Enzo Ferrari aimed his Ferrari 250 GT Berlinetta at well-heeled gentlemen racers. He wanted them to drive their Ferrari 250 GT Berlinetta to a track, race and, preferably after winning, drive direct from podium to public road.
When the Ferrari 250 GT Berlinetta was unveiled at the Paris Salon in 1959, it caused an instant sensation. About 165 examples of the Ferrari 250 GT Berlinetta were built before production stopped in 1963. Today they are among the most desirable cars in the world.

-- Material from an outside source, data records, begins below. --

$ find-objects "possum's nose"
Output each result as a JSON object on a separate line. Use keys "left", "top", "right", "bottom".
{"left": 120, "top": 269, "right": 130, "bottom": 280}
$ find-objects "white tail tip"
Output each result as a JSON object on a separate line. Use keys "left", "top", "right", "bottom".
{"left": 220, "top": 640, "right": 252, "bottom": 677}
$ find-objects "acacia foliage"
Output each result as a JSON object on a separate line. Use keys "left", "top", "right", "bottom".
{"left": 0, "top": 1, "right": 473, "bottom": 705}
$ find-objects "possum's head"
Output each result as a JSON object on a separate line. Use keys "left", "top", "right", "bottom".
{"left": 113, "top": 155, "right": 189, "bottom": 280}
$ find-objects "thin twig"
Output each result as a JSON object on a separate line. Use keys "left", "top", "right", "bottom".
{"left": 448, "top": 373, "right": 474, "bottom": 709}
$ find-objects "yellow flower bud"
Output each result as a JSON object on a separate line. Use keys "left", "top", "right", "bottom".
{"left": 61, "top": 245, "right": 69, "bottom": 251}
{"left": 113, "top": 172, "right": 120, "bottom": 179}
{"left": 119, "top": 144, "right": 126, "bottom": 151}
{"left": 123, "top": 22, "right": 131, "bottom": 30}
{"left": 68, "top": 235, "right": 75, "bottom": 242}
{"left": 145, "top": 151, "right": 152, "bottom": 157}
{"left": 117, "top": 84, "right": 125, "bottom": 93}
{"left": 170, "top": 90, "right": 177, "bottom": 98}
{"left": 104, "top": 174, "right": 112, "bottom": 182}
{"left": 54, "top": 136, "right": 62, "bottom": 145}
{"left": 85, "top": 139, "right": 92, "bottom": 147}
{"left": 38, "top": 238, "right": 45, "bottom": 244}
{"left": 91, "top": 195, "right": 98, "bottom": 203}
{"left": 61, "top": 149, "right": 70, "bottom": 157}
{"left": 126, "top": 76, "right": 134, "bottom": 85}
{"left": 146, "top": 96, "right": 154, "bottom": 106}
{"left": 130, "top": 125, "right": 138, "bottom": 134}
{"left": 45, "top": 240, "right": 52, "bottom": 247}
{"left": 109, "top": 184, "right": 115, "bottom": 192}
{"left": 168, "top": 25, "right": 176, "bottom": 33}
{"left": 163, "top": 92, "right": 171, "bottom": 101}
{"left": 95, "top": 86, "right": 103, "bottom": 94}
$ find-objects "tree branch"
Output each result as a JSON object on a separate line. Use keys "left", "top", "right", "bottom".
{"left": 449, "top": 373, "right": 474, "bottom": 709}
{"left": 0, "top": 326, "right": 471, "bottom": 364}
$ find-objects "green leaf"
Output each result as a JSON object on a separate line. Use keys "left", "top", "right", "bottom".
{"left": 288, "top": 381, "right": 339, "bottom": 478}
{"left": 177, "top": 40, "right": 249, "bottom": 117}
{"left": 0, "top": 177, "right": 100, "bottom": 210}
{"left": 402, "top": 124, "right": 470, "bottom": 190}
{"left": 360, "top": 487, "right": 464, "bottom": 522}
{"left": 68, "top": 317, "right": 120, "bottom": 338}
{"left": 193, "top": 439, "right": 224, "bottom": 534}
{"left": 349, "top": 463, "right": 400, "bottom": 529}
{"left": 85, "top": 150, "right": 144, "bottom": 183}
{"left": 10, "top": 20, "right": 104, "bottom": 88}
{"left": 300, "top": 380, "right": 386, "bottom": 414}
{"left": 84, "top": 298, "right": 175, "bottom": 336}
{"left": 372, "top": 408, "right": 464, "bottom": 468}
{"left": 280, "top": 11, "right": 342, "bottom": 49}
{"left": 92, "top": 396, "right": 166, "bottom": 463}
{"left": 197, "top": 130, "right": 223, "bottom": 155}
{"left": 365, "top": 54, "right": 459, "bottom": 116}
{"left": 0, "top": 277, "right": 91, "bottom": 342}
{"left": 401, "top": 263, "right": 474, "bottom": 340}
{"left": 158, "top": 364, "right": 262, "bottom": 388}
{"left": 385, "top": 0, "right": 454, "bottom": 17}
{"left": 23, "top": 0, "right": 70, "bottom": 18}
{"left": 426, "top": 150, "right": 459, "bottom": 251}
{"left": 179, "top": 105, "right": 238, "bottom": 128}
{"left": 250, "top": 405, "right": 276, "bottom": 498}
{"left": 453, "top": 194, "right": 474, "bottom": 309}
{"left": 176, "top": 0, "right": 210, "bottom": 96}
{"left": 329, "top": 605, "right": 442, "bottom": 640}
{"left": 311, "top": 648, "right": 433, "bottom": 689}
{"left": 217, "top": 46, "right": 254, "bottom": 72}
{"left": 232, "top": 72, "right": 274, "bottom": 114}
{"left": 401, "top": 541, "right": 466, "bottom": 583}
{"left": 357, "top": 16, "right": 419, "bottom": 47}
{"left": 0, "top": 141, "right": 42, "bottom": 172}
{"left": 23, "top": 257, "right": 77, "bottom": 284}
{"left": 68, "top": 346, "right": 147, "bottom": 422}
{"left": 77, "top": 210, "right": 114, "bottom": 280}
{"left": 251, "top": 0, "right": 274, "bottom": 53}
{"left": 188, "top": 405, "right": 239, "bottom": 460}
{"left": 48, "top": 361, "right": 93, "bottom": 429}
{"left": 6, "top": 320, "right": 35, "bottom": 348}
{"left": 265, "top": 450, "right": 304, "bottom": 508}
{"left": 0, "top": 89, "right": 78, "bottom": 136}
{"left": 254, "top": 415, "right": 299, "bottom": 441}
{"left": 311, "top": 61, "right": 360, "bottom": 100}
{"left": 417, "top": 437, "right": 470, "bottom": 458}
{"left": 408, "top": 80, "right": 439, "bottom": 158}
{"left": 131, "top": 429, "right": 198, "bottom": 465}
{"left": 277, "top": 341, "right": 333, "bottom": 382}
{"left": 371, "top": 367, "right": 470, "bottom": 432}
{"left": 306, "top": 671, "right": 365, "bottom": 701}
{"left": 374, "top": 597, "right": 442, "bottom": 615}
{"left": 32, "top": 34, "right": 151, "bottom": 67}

The yellow Ferrari 250 GT Berlinetta featured here will be sold later this month at the RM Auctions sale at the Italian Villa d'Este Concours d'Elegance. When it comes to price, all bets are off, but don't expect to go home with any change from £10-million.
Bodywork on this Competition Ferrari 250 GT Berlinetta was hand-formed by the coachbuilders Scagletti to a design by Pinin Farina and is one of 47 aluminium machines produced in 1960.
First owned by a doctor in Florence, it took until 2011 for this Ferrari 250 GT Berlinetta to be raced, at the hands of former Le Mans winner Jackie Oliver.
Two V12 engines are included in the sale of this Ferrari 250 GT Berlinetta. One is designed for road use, while the other for track days and race meetings.
The question is whether the buyer will be brave enough to allow the car to be used as the company's founder intended it to be, or, much more likely, whether this 250 GT Berlinetta will be locked away in a climate-controlled collection.
Enzo Ferrari wouldn't like that at all.